WHO COVID-19 Weekly Epidemiological Update – Data as received by WHO from national authorities, as of 9 May 2021, 10 am CET
A World Health Organization official said Monday it is reclassifying the Indian Sars-Cov-2 variant B.1.617 as a “variant of concern,” indicating that it’s become a global health threat. Maria Van Kerkhove, the WHO’s technical lead for Covid-19, said the agency will provide more details in its weekly situation report on the pandemic Tuesday but added that the variant, known as B.1.617, has been found in preliminary studies to spread more easily than the original virus and there is some evidence it may able to evade vaccines.
“as such we are classifying this as a variant of concern at the global level,” she said during a press conference. “Even though there is increased transmissibility demonstrated by some preliminary studies, we need much more information about this virus variant in this lineage in all of the sub lineages, so we need more sequencing, targeted sequencing to be done.”
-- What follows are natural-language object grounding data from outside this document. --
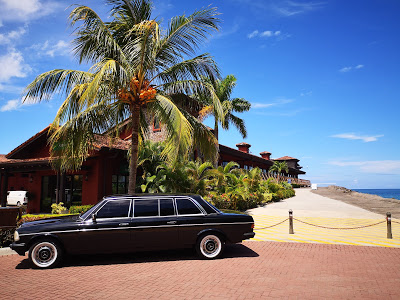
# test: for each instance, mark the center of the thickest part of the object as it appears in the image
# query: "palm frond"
(44, 86)
(94, 39)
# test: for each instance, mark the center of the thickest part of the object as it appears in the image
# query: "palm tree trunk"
(216, 136)
(135, 119)
(216, 128)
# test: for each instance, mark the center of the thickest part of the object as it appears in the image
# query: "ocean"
(385, 193)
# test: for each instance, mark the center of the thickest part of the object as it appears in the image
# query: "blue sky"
(322, 76)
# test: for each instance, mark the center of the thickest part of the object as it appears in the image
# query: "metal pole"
(291, 222)
(389, 225)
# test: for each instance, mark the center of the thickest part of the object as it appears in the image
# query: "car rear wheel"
(45, 254)
(210, 246)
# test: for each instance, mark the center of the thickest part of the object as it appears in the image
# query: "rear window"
(187, 207)
(115, 209)
(146, 208)
(207, 206)
(167, 207)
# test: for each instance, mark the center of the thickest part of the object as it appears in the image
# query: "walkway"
(262, 270)
(318, 210)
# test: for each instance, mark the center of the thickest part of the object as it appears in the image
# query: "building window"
(120, 184)
(156, 125)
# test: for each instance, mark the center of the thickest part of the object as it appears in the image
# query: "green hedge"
(79, 209)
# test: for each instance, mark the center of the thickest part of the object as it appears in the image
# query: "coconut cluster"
(146, 94)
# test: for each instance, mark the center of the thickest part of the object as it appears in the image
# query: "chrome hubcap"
(210, 246)
(44, 254)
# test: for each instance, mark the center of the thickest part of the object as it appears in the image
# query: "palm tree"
(199, 174)
(278, 167)
(223, 89)
(221, 175)
(136, 68)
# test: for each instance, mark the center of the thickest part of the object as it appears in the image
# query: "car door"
(154, 224)
(191, 219)
(110, 231)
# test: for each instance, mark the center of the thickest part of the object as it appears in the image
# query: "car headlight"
(16, 236)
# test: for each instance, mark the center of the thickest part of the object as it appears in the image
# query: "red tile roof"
(285, 158)
(265, 152)
(243, 144)
(101, 141)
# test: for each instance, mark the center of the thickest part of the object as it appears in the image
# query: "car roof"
(145, 195)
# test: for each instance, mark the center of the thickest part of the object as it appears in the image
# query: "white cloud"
(253, 34)
(15, 104)
(278, 102)
(291, 8)
(374, 167)
(352, 136)
(50, 49)
(12, 89)
(12, 65)
(60, 48)
(266, 33)
(26, 10)
(12, 36)
(345, 69)
(303, 94)
(348, 69)
(11, 105)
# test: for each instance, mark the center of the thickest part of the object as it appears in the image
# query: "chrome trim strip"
(137, 227)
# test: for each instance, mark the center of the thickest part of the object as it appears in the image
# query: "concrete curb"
(7, 251)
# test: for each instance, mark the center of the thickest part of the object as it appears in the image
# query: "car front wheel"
(45, 254)
(210, 246)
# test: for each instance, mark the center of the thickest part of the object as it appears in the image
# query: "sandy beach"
(372, 203)
(309, 204)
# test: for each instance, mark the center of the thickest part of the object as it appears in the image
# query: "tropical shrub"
(58, 208)
(79, 209)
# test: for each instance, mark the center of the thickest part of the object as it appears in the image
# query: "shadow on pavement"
(231, 251)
UK GOV: “B.1.617.2 has spread rapidly in India based on available data. There have been multiple importations to the UK and onwards transmission within the UK. In some regions, S gene target data suggests that this variant may be more frequent than is indicated by the current sequence data, due to the lag in sequencing, and may have replaced B.1.1.7 to some extent. Modelled growth estimates suggest that the variant is at least as transmissible as B.1.1.7. Further analyses are required with targeted comparator groups and improved correction for importation to refine the position on transmissibility. Some early laboratory data suggest limited antigenic change. There are insufficient data as yet to assess reinfection or vaccine effectiveness through national surveillance.”
Mobile Covid-19 testing units are being rolled out in Bolton as surge testing gets underway in the borough’s coronavirus hotspots. People in Rumworth, Deane or Great Lever are being urged to get tested at the units. Infection rates in those areas have increased, with Rumworth South seeing cases rocket by 500 per cent, with an infection rate of 359.3 per 100,000 people. In Lever Edge, part of Great Lever, cases have increased by 40 per cent.
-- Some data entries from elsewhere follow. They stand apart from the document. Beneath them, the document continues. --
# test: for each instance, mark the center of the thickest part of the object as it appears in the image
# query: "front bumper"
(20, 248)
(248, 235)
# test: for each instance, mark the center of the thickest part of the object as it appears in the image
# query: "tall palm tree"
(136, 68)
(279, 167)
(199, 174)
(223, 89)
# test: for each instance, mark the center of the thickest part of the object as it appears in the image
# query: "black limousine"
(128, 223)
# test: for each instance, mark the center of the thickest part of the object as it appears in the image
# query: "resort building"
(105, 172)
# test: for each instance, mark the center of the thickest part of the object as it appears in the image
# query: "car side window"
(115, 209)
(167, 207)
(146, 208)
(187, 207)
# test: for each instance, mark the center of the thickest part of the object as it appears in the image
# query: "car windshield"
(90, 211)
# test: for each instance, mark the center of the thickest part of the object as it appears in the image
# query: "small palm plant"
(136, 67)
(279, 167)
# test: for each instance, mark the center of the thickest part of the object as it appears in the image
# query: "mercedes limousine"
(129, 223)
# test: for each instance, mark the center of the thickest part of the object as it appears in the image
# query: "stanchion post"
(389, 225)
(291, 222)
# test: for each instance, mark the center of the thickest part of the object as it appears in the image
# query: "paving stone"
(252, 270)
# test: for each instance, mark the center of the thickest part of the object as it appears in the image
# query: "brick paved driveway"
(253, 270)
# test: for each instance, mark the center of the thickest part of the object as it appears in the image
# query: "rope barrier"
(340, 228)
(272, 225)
Bolton currently has the second highest infection rate in the UK.
Nepal recorded a total of 9,196 new cases of coronavirus infection in the past 24 hours. According to the Ministry of Health and Population, 9,023 persons have been tested positive for COVID-19 through the RT-PCR method while 173 have been tested positive through the Antigen method. According to the Ministry, 3,089 persons in Kathmandu, 643 in Lalitpur, and 374 in Bhaktapur have been tested positive for the pandemic virus, making the capital valley’s fresh coronavirus cases 4,106 in past 24 hours.
According to the Ministry, 50 people have succumbed to COVID-19 related death in past 24 hours taking the death tally to 3,579 as of Friday afternoon.